A campanha é anacrônica. Não faz sentido em nossos dias. O voto nulo foi voto de protesto enquanto não existiam as urnas eletrônicas. Era possível escrever mensagens nas cédulas eleitorais. Não apenas eram, pois, anulados, mas levavam recados por meio da imprensa quando divulgava por curiosidade ou adesão à campanha. Dois pleitos tornaram-se célebres a partir de campanhas pela anulação dos votos. Em 1958, o rinoceronte Cacareco em São Paulo e, em 1988, o macaco Tião no Rio de Janeiro tiveram participação significativa nos pleitos por meio de votos nulos, ridicularizando candidatos. Não passou de exercício criativo de senso de humor. Os inimigos dos anuladores riram junto, pois garantiram suas cadeiras na política institucional. Hoje, não há mais cédulas. O máximo que se consegue é digitar um número aleatório e apertar o botão “confirma”. Por não haver candidato associado ao voto, será considerado nulo. Não há mensagem alguma. Nunca mais Cacareco e Tião voltarão à vida pública.

A campanha é alienante. Quem optar por anular seu voto antes de saber quem serão os candidatos, escolhe fazer militância em nome da desinformação política. Prefere ignorar quem tem se empenhado em denunciar em CPIs colegas de mandato, quem mantém carreiras acima de qualquer suspeita, quem tem convicções ideológicas claras e luta por elas a despeito mesmo da manutenção de seus empregos. Nem mesmo quer saber os nomes dos candidatos. Para quem decide agir assim, anular o voto é um esforço inútil. Precisará enfrentar filas, cabos eleitorais, um grande desconforto para não escolher ninguém. É mais útil procurar uma praia numa cidade próxima, justificar o voto no fim da tarde e se divertir, em vez de defender a ignorância coletiva.

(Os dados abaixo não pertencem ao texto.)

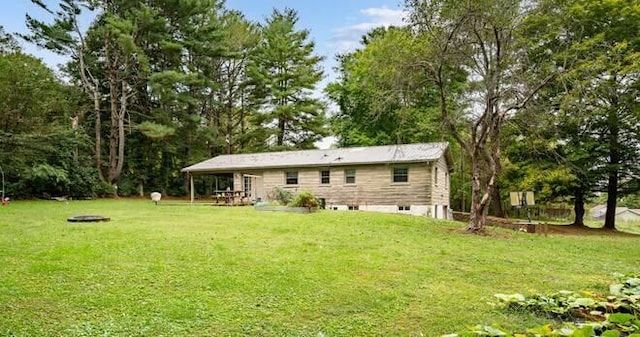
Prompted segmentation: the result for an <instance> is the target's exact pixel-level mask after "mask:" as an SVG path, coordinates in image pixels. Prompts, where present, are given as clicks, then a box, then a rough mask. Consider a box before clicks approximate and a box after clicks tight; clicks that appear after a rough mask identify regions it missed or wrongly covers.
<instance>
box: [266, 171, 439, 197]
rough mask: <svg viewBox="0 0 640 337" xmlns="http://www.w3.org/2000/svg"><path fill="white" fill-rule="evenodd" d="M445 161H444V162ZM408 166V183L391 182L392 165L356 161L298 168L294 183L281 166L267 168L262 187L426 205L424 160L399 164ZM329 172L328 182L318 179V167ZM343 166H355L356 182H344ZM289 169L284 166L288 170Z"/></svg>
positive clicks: (427, 191) (315, 193)
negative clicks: (408, 174) (279, 168)
mask: <svg viewBox="0 0 640 337" xmlns="http://www.w3.org/2000/svg"><path fill="white" fill-rule="evenodd" d="M445 165H446V163H445ZM399 166H402V167H407V168H409V182H408V183H395V184H394V183H393V182H392V179H393V167H394V166H393V165H358V166H345V167H330V168H327V167H317V168H301V169H298V170H297V171H298V184H297V185H285V181H284V170H267V171H264V174H263V183H264V185H263V189H264V191H265V192H266V193H269V191H271V190H272V189H273V188H275V187H280V188H284V189H286V190H290V191H292V192H293V193H296V192H297V191H300V190H309V191H311V192H313V193H314V194H315V195H316V196H317V197H318V198H324V199H325V201H326V204H327V206H329V207H330V206H331V205H352V204H353V205H362V206H366V205H394V206H395V205H426V204H430V203H431V197H430V195H431V184H430V183H431V173H430V167H431V165H429V164H428V163H417V164H403V165H399ZM327 169H328V170H329V171H330V172H331V176H330V177H331V179H330V184H321V183H320V171H321V170H327ZM345 169H355V170H356V183H355V184H353V185H351V184H345ZM290 170H292V169H287V171H290Z"/></svg>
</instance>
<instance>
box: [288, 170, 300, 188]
mask: <svg viewBox="0 0 640 337" xmlns="http://www.w3.org/2000/svg"><path fill="white" fill-rule="evenodd" d="M290 173H294V174H295V183H293V182H292V183H289V179H294V178H290V177H289V174H290ZM299 179H300V176H299V174H298V171H284V184H285V186H292V185H298V183H299V182H300V181H299Z"/></svg>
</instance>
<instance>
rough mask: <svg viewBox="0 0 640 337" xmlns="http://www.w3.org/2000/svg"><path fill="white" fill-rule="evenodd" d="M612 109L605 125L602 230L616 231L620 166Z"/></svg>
mask: <svg viewBox="0 0 640 337" xmlns="http://www.w3.org/2000/svg"><path fill="white" fill-rule="evenodd" d="M615 109H617V107H616V106H615V105H614V108H612V110H611V111H610V112H609V116H608V118H607V123H608V124H609V132H610V133H609V165H608V167H607V172H608V175H609V181H608V184H607V214H606V215H605V220H604V228H606V229H614V230H615V229H616V206H617V199H618V171H619V165H620V144H619V132H620V128H619V120H618V114H617V111H616V110H615Z"/></svg>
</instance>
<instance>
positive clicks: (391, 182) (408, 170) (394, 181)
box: [391, 166, 409, 185]
mask: <svg viewBox="0 0 640 337" xmlns="http://www.w3.org/2000/svg"><path fill="white" fill-rule="evenodd" d="M396 170H406V173H405V175H404V177H405V178H406V180H405V181H396V177H397V176H396ZM391 183H392V184H398V185H401V184H408V183H409V168H408V167H406V166H399V167H394V168H392V169H391Z"/></svg>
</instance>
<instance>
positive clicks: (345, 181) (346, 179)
mask: <svg viewBox="0 0 640 337" xmlns="http://www.w3.org/2000/svg"><path fill="white" fill-rule="evenodd" d="M344 183H345V184H355V183H356V170H355V169H348V170H344Z"/></svg>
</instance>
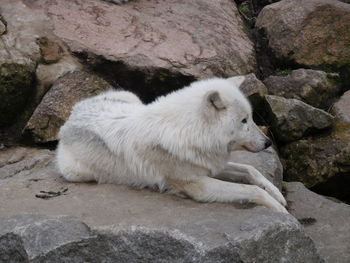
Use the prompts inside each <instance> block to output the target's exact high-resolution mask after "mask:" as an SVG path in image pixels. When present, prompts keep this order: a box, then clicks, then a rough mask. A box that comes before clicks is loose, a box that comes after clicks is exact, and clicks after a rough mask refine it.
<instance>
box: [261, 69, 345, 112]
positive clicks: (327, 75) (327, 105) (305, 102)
mask: <svg viewBox="0 0 350 263" xmlns="http://www.w3.org/2000/svg"><path fill="white" fill-rule="evenodd" d="M264 84H265V85H266V87H267V89H268V92H269V94H271V95H277V96H281V97H285V98H288V99H298V100H301V101H303V102H305V103H307V104H309V105H312V106H314V107H317V108H319V107H323V108H326V107H325V106H328V105H327V102H328V101H329V100H330V99H331V98H334V97H335V96H336V95H337V93H338V92H339V90H340V81H339V76H338V75H337V74H330V73H326V72H323V71H319V70H312V69H297V70H293V71H292V72H291V74H288V75H287V76H270V77H268V78H266V79H265V80H264Z"/></svg>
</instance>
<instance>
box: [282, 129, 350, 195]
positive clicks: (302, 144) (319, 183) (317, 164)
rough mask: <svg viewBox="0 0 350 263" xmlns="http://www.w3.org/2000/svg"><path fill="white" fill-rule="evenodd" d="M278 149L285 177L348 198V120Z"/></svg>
mask: <svg viewBox="0 0 350 263" xmlns="http://www.w3.org/2000/svg"><path fill="white" fill-rule="evenodd" d="M280 150H281V154H282V156H283V157H284V158H285V162H284V164H285V166H284V168H285V173H284V179H285V180H287V181H300V182H303V183H304V184H305V185H306V186H307V187H317V186H319V187H321V188H323V190H327V191H330V192H333V195H336V196H339V198H340V197H341V198H343V199H344V200H350V192H349V187H348V184H347V182H349V179H350V178H349V175H350V154H349V153H350V123H336V124H335V125H334V126H333V128H332V130H331V131H330V133H326V134H322V135H319V136H315V137H310V138H307V139H302V140H299V141H295V142H292V143H289V144H287V145H285V146H283V147H281V149H280Z"/></svg>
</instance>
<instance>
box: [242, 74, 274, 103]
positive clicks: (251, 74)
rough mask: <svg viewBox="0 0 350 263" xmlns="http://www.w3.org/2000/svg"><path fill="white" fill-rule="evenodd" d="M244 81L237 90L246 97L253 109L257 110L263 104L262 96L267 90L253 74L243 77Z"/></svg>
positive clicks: (260, 82)
mask: <svg viewBox="0 0 350 263" xmlns="http://www.w3.org/2000/svg"><path fill="white" fill-rule="evenodd" d="M244 77H245V80H244V81H243V83H242V84H241V86H240V87H239V89H240V90H241V91H242V92H243V93H244V95H246V96H247V97H248V99H249V101H250V102H251V103H252V105H253V108H254V109H257V108H259V107H260V105H261V103H262V102H263V98H264V96H265V95H266V94H267V88H266V87H265V85H264V83H262V82H261V81H260V80H259V79H258V78H257V77H256V76H255V74H254V73H250V74H248V75H245V76H244Z"/></svg>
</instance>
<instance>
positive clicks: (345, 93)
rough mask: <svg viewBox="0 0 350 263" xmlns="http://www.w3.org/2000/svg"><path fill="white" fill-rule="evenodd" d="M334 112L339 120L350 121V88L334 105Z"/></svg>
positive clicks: (347, 121) (340, 120)
mask: <svg viewBox="0 0 350 263" xmlns="http://www.w3.org/2000/svg"><path fill="white" fill-rule="evenodd" d="M332 113H333V114H334V115H335V116H336V117H337V119H338V120H339V121H343V122H350V90H349V91H347V92H345V93H344V94H343V96H341V98H340V99H339V100H338V101H337V102H336V103H335V104H334V105H333V107H332Z"/></svg>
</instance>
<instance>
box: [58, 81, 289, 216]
mask: <svg viewBox="0 0 350 263" xmlns="http://www.w3.org/2000/svg"><path fill="white" fill-rule="evenodd" d="M243 80H244V77H233V78H229V79H220V78H213V79H208V80H202V81H197V82H194V83H192V84H191V85H190V86H188V87H185V88H183V89H181V90H178V91H175V92H173V93H170V94H168V95H167V96H163V97H159V98H158V99H157V100H156V101H155V102H153V103H151V104H148V105H144V104H142V102H141V101H140V100H139V98H138V97H137V96H136V95H134V94H133V93H130V92H126V91H108V92H106V93H103V94H100V95H98V96H96V97H92V98H88V99H85V100H83V101H81V102H79V103H77V104H76V105H75V106H74V107H73V110H72V113H71V115H70V117H69V119H68V120H67V122H66V123H65V124H64V125H63V126H62V127H61V130H60V132H59V139H60V141H59V145H58V149H57V164H58V168H59V170H60V172H61V173H62V174H63V176H64V177H65V178H66V179H67V180H68V181H71V182H87V181H97V182H99V183H116V184H127V185H132V186H135V187H151V188H157V189H159V190H160V191H164V190H167V191H169V192H171V193H174V194H178V195H185V196H188V197H191V198H193V199H195V200H197V201H202V202H214V201H217V202H253V203H256V204H260V205H264V206H266V207H269V208H272V209H273V210H275V211H279V212H284V213H288V212H287V210H286V209H285V208H284V206H285V205H286V201H285V199H284V197H283V196H282V194H281V193H280V191H279V190H278V189H277V188H276V187H275V186H274V185H273V184H272V183H270V182H269V181H268V180H267V179H266V178H265V177H264V176H263V175H262V174H261V173H260V172H258V171H257V170H256V169H255V168H254V167H252V166H249V165H243V164H236V163H231V162H227V160H228V157H229V154H230V151H235V150H242V149H245V150H248V151H251V152H259V151H261V150H263V149H265V148H267V147H269V146H270V145H271V141H270V140H269V139H268V138H267V137H266V136H265V135H264V134H263V133H262V132H261V131H260V129H259V128H258V127H257V126H256V125H255V123H254V122H253V119H252V109H251V106H250V104H249V102H248V100H247V99H246V98H245V96H244V95H243V94H242V93H241V92H240V91H239V89H238V87H239V86H240V84H241V83H242V82H243ZM242 177H243V178H244V179H245V181H246V182H248V183H250V184H253V185H248V184H238V183H233V182H234V181H235V180H236V179H238V180H241V179H242ZM218 178H221V179H222V178H223V179H226V180H227V179H228V180H230V181H232V182H227V181H223V180H219V179H218Z"/></svg>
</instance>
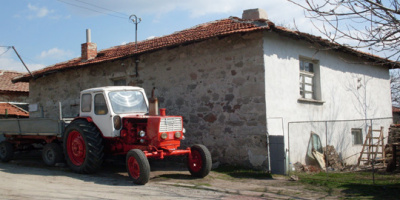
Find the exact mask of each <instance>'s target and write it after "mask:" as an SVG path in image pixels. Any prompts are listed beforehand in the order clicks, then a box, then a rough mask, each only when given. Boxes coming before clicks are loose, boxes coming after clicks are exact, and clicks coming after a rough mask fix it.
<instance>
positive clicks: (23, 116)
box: [0, 103, 29, 117]
mask: <svg viewBox="0 0 400 200" xmlns="http://www.w3.org/2000/svg"><path fill="white" fill-rule="evenodd" d="M6 110H7V115H11V116H20V117H29V112H27V111H26V110H24V109H22V108H20V107H18V106H15V105H13V104H11V103H0V115H5V114H6Z"/></svg>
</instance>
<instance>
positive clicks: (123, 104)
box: [0, 86, 211, 185]
mask: <svg viewBox="0 0 400 200" xmlns="http://www.w3.org/2000/svg"><path fill="white" fill-rule="evenodd" d="M80 99H81V103H80V114H79V117H76V118H75V119H73V120H72V121H71V122H70V123H69V124H67V123H65V121H64V120H62V119H60V120H51V119H14V120H0V134H4V136H5V138H6V140H5V141H3V142H1V143H0V160H2V161H3V162H6V161H9V160H11V159H12V157H13V152H14V151H18V150H23V149H26V146H27V145H30V146H32V144H33V143H39V144H42V145H39V146H43V151H42V157H43V160H44V162H45V163H46V164H48V165H54V164H55V163H57V162H60V161H62V160H63V158H64V156H65V160H66V162H67V164H68V166H69V167H70V168H71V169H72V170H73V171H75V172H78V173H93V172H95V171H96V170H97V169H98V168H99V167H100V166H101V164H102V162H103V159H104V155H106V154H107V155H126V168H127V171H128V174H129V176H130V177H131V178H132V179H133V181H134V183H136V184H141V185H144V184H146V183H147V182H148V181H149V178H150V165H149V162H148V159H147V158H158V159H163V158H164V157H166V156H181V155H186V156H187V165H188V169H189V171H190V173H191V175H192V176H195V177H201V178H202V177H205V176H207V175H208V173H209V172H210V170H211V154H210V152H209V151H208V149H207V148H206V147H205V146H204V145H200V144H197V145H194V146H192V147H191V148H187V149H178V148H179V146H180V142H181V140H183V139H184V134H185V129H184V128H183V121H182V117H181V116H166V115H165V109H160V114H158V108H157V102H156V99H155V98H153V97H152V99H151V102H150V105H149V101H148V100H147V98H146V95H145V92H144V90H143V89H142V88H139V87H130V86H112V87H100V88H92V89H87V90H84V91H82V92H81V95H80ZM32 124H35V126H32ZM46 127H48V128H46ZM64 127H65V129H64ZM36 146H37V145H36Z"/></svg>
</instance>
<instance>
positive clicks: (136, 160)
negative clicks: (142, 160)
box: [128, 156, 140, 179]
mask: <svg viewBox="0 0 400 200" xmlns="http://www.w3.org/2000/svg"><path fill="white" fill-rule="evenodd" d="M128 170H129V173H130V174H131V176H132V178H134V179H138V178H139V176H140V167H139V163H138V162H137V160H136V159H135V157H133V156H131V157H130V158H129V159H128Z"/></svg>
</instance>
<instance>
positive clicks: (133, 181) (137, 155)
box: [126, 149, 150, 185]
mask: <svg viewBox="0 0 400 200" xmlns="http://www.w3.org/2000/svg"><path fill="white" fill-rule="evenodd" d="M126 169H127V171H128V174H129V177H131V178H132V179H133V182H134V183H135V184H138V185H144V184H146V183H147V182H148V181H149V179H150V164H149V160H148V159H147V157H146V155H145V154H144V153H143V151H142V150H140V149H132V150H130V151H129V152H128V154H127V155H126Z"/></svg>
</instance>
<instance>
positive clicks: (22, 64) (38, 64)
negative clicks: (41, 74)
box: [0, 48, 45, 73]
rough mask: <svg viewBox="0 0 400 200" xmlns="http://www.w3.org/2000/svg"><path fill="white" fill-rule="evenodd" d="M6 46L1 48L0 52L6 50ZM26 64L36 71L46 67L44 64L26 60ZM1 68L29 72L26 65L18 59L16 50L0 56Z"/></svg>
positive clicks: (34, 70) (24, 60) (16, 70)
mask: <svg viewBox="0 0 400 200" xmlns="http://www.w3.org/2000/svg"><path fill="white" fill-rule="evenodd" d="M3 50H5V49H4V48H1V49H0V52H4V51H3ZM24 62H25V64H26V65H27V67H28V68H29V70H30V71H35V70H38V69H41V68H43V67H45V65H44V64H39V63H32V62H27V61H26V60H24ZM0 70H9V71H17V72H24V73H25V72H27V70H26V69H25V67H24V65H23V64H22V63H21V61H20V60H19V59H18V57H17V55H15V53H14V51H12V50H10V51H8V52H7V53H5V54H2V55H1V56H0Z"/></svg>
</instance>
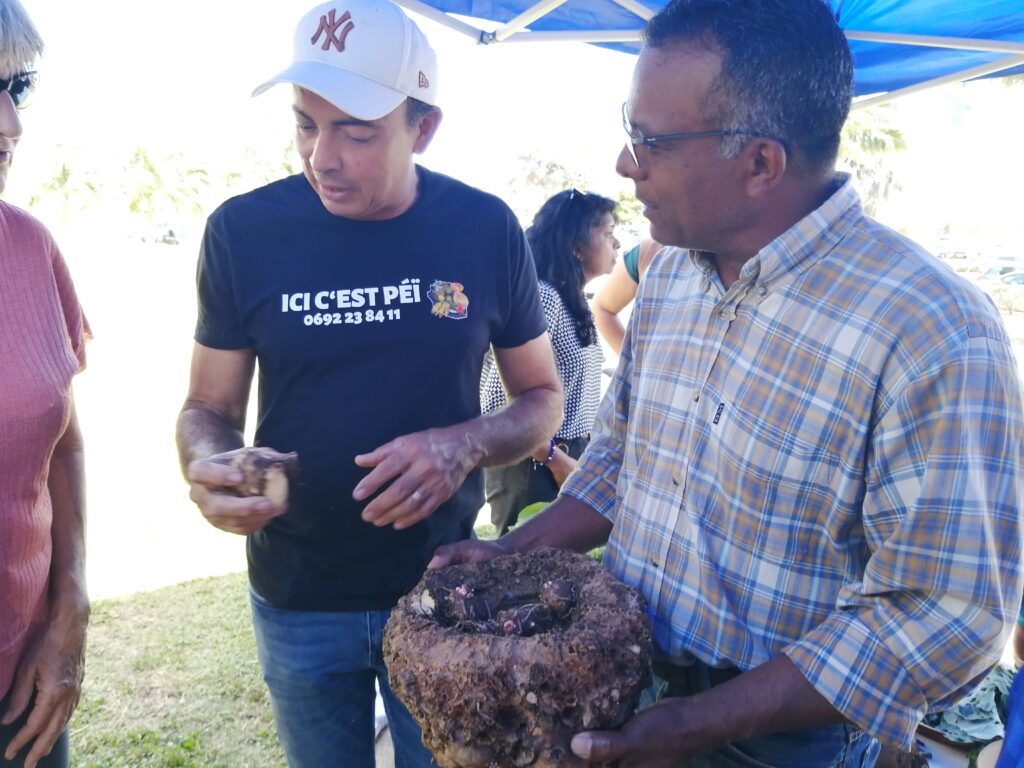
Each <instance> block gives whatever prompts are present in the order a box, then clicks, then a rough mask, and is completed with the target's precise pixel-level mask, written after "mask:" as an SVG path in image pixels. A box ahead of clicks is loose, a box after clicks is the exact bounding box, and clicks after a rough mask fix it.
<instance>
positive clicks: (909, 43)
mask: <svg viewBox="0 0 1024 768" xmlns="http://www.w3.org/2000/svg"><path fill="white" fill-rule="evenodd" d="M843 34H844V35H846V37H847V39H848V40H860V41H861V42H865V43H893V44H895V45H916V46H921V47H924V48H953V49H955V50H979V51H989V52H991V53H1024V43H1016V42H1013V41H1008V40H976V39H974V38H970V37H936V36H934V35H897V34H894V33H888V32H855V31H851V30H845V31H844V32H843Z"/></svg>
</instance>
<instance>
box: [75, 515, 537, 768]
mask: <svg viewBox="0 0 1024 768" xmlns="http://www.w3.org/2000/svg"><path fill="white" fill-rule="evenodd" d="M532 513H536V510H531V511H530V513H527V514H525V516H524V517H523V518H522V519H523V520H525V519H527V518H528V517H530V516H531V514H532ZM476 535H477V536H478V537H479V538H481V539H494V538H495V528H494V526H493V525H487V524H481V525H478V526H477V527H476ZM71 737H72V756H71V764H72V768H179V767H180V768H285V758H284V755H283V753H282V751H281V746H280V745H279V743H278V738H276V735H275V734H274V730H273V720H272V717H271V715H270V701H269V696H268V694H267V692H266V687H265V686H264V684H263V680H262V677H261V676H260V671H259V664H258V663H257V660H256V647H255V641H254V639H253V632H252V620H251V617H250V614H249V598H248V595H247V580H246V575H245V573H230V574H228V575H225V577H215V578H211V579H200V580H198V581H194V582H185V583H184V584H178V585H175V586H173V587H167V588H164V589H161V590H157V591H155V592H141V593H138V594H135V595H130V596H128V597H123V598H116V599H110V600H98V601H96V602H95V603H94V604H93V608H92V620H91V622H90V626H89V639H88V648H87V654H86V675H85V685H84V688H83V691H82V700H81V702H80V703H79V707H78V710H77V712H76V713H75V717H74V719H73V720H72V723H71Z"/></svg>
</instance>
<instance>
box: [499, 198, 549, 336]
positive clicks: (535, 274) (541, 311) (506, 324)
mask: <svg viewBox="0 0 1024 768" xmlns="http://www.w3.org/2000/svg"><path fill="white" fill-rule="evenodd" d="M508 218H509V221H508V264H509V272H508V273H509V309H508V313H507V317H506V323H505V327H504V328H502V329H501V330H500V331H499V332H498V333H497V334H495V336H494V338H493V339H492V342H493V343H494V345H495V346H496V347H501V348H502V349H511V348H512V347H517V346H521V345H523V344H525V343H526V342H527V341H531V340H532V339H536V338H537V337H538V336H540V335H541V334H543V333H544V332H545V331H546V330H547V329H548V325H547V323H546V322H545V319H544V307H543V306H542V304H541V293H540V289H539V287H538V285H537V268H536V267H535V266H534V256H532V254H531V253H530V252H529V246H528V245H526V236H525V234H523V231H522V227H520V226H519V224H518V222H517V221H516V220H515V218H514V216H513V215H512V212H511V211H510V212H509V214H508Z"/></svg>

A campanha pelo voto nulo é omissa. Em vez de agir contra a direita que se perpetua no poder há tantos séculos, em vez de defender a construção de alternativas políticas, embarca numa aventura sem conseqüências. Afinal, mesmo que a maioria dos votos sejam nulos (o que a campanha não deve conseguir atingir), alguém será eleito. Todos que supostamente são combatidos pelos militantes da auto-anulação política nem mesmo se importarão com esse esforço. Os votos nulos não lhes fazem qualquer diferença. É preciso lembrar que, na Venezuela, mesmo com abstenção de 70% da população nas eleições parlamentares, o Congresso teve as cadeiras preenchidas.

Defender o voto livre do caráter obrigatório de hoje pode ser uma campanha válida. Combater a crise ideológica dos partidos, também. Anular o voto, por outro lado, significa anular a si mesmo como cidadão numa oportunidade de participação em debates nacionais que apenas costumam surgir a cada dois anos. O voto nulo é, assim, um voto contra si mesmo, pois aposta no imobilismo social e na resignação diante de frustrações coletivas além de ignorar o esforço de milhares de brasileiros que morreram defendendo o direito ao voto, a superação do vínculo deste direito à propriedade de terras ou à cor da pele.

Na dúvida, confie no Google, dê um voto de confiança às últimas sugestões deste blog e vote.


Versão de artigo que publiquei no Observatório Alagoano em junho de 2006

3 comentários:

Cássio Augusto disse...

Sou contra o voto NULO!!!

Carlos Henrique Leda disse...
Este comentário foi removido pelo autor.
Geraldo Gomes disse...

EU NÃO VOTEI e NÃO IREI VOTAR NA PRÓXIMA ELEIÇÃO!Anafalbeto?Sou!Mas irei ser guiado pelos que conduzem as sociedades!O que teu voto irá mudar em relação à FOME no planeta terra?O que teu voto irá mudar em relação as violências no planeta terra em especial À INDIFERENÇA?Ë óbvio que as opiniões variam porém é necessário coragem e discernimento para não se deixar guiar-se por verdades que são mentiras.Sabes o que é o "DIREITO de ANTENA"?Sabes quem no Brasil fazem uso de tal direito?DEMOCRACIA?Somente um Inteligente é capaz de confundir democracia com o futebol,o sexo,o carnaval,os templos religiosos,os cqc e bbb e novelas,os shows gratuítos e o voto consciente.E LEMBRE-SE:Se o voto eleitoral causasse transformações úteis ao povo os pobres e desvalidos seriam também excluídos das eleições.